We are excited to finally reveal our country and theme for The Fairy Book Club February 2018!
We are going to read a book from an Australian writer which focusses on relationships. Below are the details of the book choices, and underneath that is where you can make your vote!
Cloudstreet by Tim Winton:
Precipitated by separate personal tragedies, two poor families flee their rural homes to share a “great continent of a house”, Cloudstreet, in a suburb of Perth The two families are contrasts to each other; the devoutly religious Lambs find meaning in hard work and God’s grace, while the Pickles hope for good luck and don’t share the Lambs’ appetite for hard work.
As they roister and rankle, the place that began as a roof over their heads becomes a home for their hearts.
Seven Little Australians by Ethel Turner:
19th century Australia: Captain Woolcot, having lost his wife tragically young, remarried a much younger young woman to provide his six children with a new mother. Together, they had another child, making seven. The Captain felt it was necessary to run the family with army discipline, but his rules and regulations were no match for the fun loving children, led by the redoubtable Judy.
When one of Judy’s escapades tests the Captain’s patience to the limit, he decides that extreme measures are called for and sends her away to boarding school.

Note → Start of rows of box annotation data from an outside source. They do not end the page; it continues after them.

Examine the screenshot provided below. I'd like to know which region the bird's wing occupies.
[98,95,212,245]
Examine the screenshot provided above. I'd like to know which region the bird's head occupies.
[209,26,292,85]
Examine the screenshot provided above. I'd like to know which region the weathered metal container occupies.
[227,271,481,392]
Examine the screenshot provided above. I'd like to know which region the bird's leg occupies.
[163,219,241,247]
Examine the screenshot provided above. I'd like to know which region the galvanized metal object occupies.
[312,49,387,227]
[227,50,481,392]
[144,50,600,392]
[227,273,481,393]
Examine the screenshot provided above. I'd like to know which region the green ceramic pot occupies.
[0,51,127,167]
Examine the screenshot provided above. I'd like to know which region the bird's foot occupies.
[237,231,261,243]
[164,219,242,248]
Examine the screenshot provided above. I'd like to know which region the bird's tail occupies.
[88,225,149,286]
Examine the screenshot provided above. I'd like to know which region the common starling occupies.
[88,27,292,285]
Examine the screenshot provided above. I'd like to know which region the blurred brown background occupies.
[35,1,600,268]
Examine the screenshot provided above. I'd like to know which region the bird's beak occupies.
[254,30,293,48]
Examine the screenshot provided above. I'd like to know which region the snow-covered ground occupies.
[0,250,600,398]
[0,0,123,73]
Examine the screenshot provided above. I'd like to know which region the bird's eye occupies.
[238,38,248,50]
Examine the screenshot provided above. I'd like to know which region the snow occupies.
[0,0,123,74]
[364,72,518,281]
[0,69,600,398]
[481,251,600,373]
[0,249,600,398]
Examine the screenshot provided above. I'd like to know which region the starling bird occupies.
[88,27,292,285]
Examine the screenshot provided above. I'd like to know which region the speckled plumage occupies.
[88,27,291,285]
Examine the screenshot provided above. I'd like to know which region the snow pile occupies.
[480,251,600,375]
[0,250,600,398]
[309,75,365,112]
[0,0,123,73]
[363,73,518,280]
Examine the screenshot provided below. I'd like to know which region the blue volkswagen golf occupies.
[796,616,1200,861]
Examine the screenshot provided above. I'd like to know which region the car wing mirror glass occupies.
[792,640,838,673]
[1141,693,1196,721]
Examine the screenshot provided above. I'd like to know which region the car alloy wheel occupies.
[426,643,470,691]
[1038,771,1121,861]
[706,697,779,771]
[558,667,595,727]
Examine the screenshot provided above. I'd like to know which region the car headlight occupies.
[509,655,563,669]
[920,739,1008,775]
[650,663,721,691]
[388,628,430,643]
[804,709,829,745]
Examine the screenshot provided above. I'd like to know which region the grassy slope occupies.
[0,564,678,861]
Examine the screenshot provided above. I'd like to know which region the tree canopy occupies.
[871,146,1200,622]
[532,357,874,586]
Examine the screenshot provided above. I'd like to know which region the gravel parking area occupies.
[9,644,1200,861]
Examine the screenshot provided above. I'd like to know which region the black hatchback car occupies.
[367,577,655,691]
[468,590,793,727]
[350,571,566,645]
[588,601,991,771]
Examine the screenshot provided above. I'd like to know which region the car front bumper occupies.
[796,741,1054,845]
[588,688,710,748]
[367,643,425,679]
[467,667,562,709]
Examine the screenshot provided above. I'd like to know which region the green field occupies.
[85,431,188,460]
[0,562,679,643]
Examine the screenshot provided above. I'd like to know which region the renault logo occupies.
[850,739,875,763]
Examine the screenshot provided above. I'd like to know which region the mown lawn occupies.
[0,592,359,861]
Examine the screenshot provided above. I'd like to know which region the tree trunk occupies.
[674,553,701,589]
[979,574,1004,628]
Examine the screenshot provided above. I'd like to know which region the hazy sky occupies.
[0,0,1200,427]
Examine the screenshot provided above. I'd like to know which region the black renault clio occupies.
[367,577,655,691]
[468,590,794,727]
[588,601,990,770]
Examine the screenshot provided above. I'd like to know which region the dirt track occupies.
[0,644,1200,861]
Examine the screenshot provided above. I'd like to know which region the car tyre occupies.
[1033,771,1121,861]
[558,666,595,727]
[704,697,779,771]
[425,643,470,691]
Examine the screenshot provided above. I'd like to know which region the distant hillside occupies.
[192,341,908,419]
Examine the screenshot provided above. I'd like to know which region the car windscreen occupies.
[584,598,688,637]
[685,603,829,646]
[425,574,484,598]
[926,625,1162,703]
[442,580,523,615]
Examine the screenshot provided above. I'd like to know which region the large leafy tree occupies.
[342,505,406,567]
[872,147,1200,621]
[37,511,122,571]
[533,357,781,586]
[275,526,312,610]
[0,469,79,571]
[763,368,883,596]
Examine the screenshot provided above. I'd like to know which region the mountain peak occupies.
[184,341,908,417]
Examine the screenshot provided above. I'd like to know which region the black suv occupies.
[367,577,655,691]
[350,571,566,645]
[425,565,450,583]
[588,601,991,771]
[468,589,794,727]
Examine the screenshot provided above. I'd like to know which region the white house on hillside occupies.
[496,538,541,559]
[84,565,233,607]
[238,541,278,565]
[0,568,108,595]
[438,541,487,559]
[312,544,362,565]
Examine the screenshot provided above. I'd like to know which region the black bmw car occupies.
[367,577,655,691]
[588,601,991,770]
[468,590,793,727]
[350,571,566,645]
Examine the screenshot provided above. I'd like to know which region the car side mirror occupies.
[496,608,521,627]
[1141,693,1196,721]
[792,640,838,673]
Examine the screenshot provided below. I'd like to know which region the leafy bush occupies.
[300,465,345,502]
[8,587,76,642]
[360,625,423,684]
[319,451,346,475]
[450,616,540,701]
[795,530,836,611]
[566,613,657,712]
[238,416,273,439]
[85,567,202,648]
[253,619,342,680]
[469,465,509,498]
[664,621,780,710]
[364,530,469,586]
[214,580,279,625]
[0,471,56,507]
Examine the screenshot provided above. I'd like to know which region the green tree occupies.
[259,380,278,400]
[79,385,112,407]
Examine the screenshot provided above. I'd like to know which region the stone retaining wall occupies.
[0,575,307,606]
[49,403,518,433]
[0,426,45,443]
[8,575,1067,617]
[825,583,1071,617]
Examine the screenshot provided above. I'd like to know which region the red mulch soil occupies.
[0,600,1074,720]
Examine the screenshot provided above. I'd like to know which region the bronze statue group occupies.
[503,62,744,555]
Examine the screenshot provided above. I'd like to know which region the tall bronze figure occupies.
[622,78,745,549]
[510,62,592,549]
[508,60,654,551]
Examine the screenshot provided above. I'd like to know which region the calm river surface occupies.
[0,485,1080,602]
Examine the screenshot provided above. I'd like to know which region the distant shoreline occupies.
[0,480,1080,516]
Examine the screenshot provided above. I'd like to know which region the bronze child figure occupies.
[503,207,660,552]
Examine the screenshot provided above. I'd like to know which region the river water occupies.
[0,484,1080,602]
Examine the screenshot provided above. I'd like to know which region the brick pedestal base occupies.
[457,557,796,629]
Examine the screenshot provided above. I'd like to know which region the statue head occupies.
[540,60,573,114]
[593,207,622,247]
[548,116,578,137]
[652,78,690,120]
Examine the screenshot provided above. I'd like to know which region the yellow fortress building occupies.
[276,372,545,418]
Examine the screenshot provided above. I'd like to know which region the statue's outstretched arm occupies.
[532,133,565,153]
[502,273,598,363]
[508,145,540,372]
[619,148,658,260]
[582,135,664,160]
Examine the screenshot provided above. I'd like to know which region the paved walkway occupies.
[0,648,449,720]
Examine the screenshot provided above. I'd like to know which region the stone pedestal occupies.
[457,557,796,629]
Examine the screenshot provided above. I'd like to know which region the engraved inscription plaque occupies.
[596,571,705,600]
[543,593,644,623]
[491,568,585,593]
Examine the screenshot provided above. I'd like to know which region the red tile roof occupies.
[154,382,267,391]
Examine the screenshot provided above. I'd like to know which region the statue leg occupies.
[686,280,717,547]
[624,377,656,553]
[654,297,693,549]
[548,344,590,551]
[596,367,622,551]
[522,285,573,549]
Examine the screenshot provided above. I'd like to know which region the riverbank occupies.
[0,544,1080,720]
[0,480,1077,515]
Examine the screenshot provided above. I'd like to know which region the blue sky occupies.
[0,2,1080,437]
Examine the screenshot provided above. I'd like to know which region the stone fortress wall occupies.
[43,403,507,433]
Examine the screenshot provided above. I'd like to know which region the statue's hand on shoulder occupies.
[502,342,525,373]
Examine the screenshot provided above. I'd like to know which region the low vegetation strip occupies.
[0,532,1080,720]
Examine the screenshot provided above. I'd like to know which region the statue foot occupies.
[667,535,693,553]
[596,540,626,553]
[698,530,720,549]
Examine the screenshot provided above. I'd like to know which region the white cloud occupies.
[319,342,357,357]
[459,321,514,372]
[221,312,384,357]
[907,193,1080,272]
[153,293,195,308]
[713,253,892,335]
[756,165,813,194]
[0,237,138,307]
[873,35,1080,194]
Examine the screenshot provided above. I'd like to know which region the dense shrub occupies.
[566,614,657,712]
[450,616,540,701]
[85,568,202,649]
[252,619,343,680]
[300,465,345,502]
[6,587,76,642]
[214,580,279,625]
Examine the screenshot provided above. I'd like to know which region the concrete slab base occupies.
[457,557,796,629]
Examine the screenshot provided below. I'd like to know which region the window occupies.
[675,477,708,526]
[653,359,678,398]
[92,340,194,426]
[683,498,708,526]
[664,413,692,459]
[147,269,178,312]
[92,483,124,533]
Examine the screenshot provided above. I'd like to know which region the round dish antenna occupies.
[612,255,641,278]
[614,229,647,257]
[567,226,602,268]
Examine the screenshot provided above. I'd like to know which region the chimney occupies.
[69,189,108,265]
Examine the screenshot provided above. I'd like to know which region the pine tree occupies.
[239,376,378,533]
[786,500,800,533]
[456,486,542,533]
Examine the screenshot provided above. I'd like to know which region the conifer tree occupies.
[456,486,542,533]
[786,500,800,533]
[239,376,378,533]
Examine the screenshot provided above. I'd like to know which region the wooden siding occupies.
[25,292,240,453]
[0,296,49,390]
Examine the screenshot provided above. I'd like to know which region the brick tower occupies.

But this leads to consequences not even he could anticipate.
Breathing Under Water by Sophie Hardcastle:
Ben and Grace Walker are twins. Growing up in a sleepy coastal town it was inevitable they’d surf. Always close, they hung out more than most brothers and sisters, surfing together for hours as the sun melted into the sea. At seventeen, Ben is a rising surf star, the golden son and the boy all the girls fall in love with. Beside him, Grace feels like she is a mere reflection of his light. In their last year of school, the world beckons, full of possibility. For Grace, finishing exams and kissing Harley Matthews is just the beginning.
Then, one day, the unthinkable. The sun sets at noon and suddenly everything that was safe and predictable is lost. And everything unravels.
I can jump puddles by Alan Marshall:
I Can Jump Puddles is Alan Marshall’s story of his childhood – a happy world in which, despite his crippling poliomyelitis, he plays, climbs, fights, swims, rides and laughs. His world was the Australian countryside early last century: rough-ri ders, bushmen, farmers and tellers of tall stories – a world held precious by the young Alan.
The Shiralee by D’Arcy Niland:
A shiralee is a swag, a burden, a bloody millstone – and that’s what four-year-old Buster is to her father, Macauley. He takes the child on the road with him to spite his wife, but months pass and still no word comes to ask for the little girl back. Strangers to each other at first, father and daughter drift aimlessly through the dusty towns of Australia, sleeping rough and relying on odd jobs for food and money. Buster’s resilience and trust slowly erode Macauley’s resentment, and when he’s finally able to get rid of her, he realises he can’t let his shiralee go. He discovers that the ties that bind can be as much a comfort as a burden, and what he thought of as his Shiralee could be the one thing that will save him from himself.